Fakat sömürgecilerin unuttuğu bir şey var. Nasıl ki milli mücadele safhasında ve ardından gelen Kurtuluş Savaşıyla kendi topraklarımızı kurtarıp sömürgecileri Türkiye topraklarından atıp yeni bir devlet kurduysak bugünde geçmişte uğradığımız ihanetlere rağmen Orta Doğu’da Türk Askerinin namlusu yeni dengeleri ve yeni sınırları oluşturup birçok sömürgeci hesabı alt üst edeceğini tarih bize gösterecektir.
Şu unutulmamalıdır ki Orta Doğu ve hatta dünyanın yeni nizamı Türkiyesiz, Türksüz ve Türk Askersiz oluşamaz. Çünkü Tarihe yön veren bir millet tarih dışı bırakılamaz.

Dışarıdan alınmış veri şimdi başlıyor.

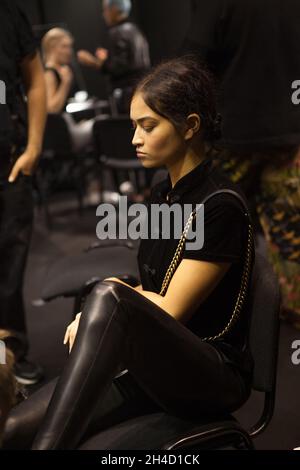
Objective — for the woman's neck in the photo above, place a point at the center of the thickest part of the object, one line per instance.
(52, 64)
(186, 164)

[1] Prof.Dr. Davut Dursun, Orta Doğuda Siyaset, Anadolu Üniversitesi Ders Kitabı, Aöf Yayını, no; 3035, bas.5, Eskişehir, 2015, s.3-4.
[2] William L. Cleveland, Modern Orta Doğu Tarihi, Agorakitaplığı, Ter.Mehmet Harmancı, bas.2, İstanbul, 2015, s.vii.
[3] Prof.Dr. Davut Dursun, Orta Doğuda Siyaset, Anadolu Üniversitesi Ders Kitabı, Aöf Yayını, no; 3035, bas.5, Eskişehir, 2015, s.8-9.